Già nella versione della Proposta di deliberazione 26 del 4 gennaio 2019 era previsto che “…L’applicazione di specifiche prescrizioni di tutela da definirsi, in relazione alla particolarità del sito, congiuntamente da Regione e Ministero, decorre dalla loro individuazione con le relative forme di pubblicità”(2): un ulteriore rimando, dopo 12 anni dall’adozione del PTPR, a una ulteriore e lunga procedura – elaborazione, pubblicazione, raccolta osservazioni, controdeduzioni etc – che in pratica si sarebbe tradotta in un rinvio alle “calende greche”.
Ma con questo comma si fa ancora peggio: anzichè inserire, come prescritto dal Codice dei Beni culturali (e auspicato nel Piano di Gestione Unesco poi approvato da Tronca), anche il Centro storico di Roma nel Piano Territoriale Paesaggistico Regionale, restituendo i giusti colori alla “macchia rossa” che l’attuale cartografia lascia all’interno delle Mura Aureliane, si è scelto di mettere una pietra tombale sulla sua tutela paesaggistica.
Infatti la Regione, che secondo il Codice è il soggetto preposto, insieme al Ministero dei Beni culturali, alla pianificazione del PTPR, vi rinuncia per quanto riguarda il centro storico di Roma, dove il PTPR poteva introdurre le autorizzazioni vincolanti del MIBAC, scaricando la “patata bollente” alla Soprintendenza per i Beni architettonici e paesaggistici per il Comune di Roma (tra l’altro: quali prescrizioni dovrebbe applicare la Soprintendenza se non sono normate da nessuna parte ?).
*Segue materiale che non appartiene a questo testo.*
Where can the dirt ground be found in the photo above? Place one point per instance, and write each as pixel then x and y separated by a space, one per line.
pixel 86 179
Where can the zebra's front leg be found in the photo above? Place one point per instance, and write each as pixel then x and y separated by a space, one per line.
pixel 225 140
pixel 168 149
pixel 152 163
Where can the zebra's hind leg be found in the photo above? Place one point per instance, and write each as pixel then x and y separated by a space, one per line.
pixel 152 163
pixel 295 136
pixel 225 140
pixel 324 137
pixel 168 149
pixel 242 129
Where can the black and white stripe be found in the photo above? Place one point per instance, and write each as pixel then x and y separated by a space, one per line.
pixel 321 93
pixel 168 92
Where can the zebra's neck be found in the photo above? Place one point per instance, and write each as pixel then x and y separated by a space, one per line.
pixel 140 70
Lo scaricabarile viene giustificato con un “Protocollo di intesa tra Ministero per i Beni e le attività culturali ed il Comune di Roma”, siglato nel 2009 (3) che in realtà ha per oggetto “La definizione delle modalità di collaborazione relativa all’acquisizione del parere consultivo di cui all’art. 24 comma 19 delle Norme tecniche di attuazione del Nuovo Piano Regolatore di Roma ai sensi dell’art. 24 comma 20 delle stesse NTA“(4).
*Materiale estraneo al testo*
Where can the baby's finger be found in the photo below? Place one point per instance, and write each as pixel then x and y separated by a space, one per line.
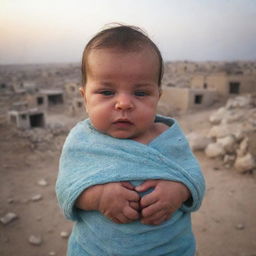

E a scorrere il protocollo, la parola “parere consultivo” ricorre continuamente (con la sola esclusione degli immobili vincolati) e balza agli occhi il punto c): “Progetti relativi a immobili non vincolati ai sensi del DL 42/2004 (il Codice) ricadenti nella parte di Città Storica dichiarata dall’UNESCO patrimonio dell’Umanità“: “i progetti relativi a tali immobili ove riguardino interventi di categoria DR [demolizione ricostruzione]; AMP [ampliamento] , NE [Nuove edificazioni su aree libere] (5) devono essere sottoposti al parere consultivo della Soprintendenza per i Beni Architettonici e Paesaggistici del Comune di Roma“.
Quindi nel PTPR approvato non viene inserita nessuna tutela paesaggistica per i “villini” dei tessuti dei quartieri novecenteschi, e neanche per il centro storico dentro le Mura Aaureliane.
Potranno quindi proliferare interventi che non saranno sottoposti a nessuna autorizzazione paesaggistica vincolante, ma solo a “pareri”.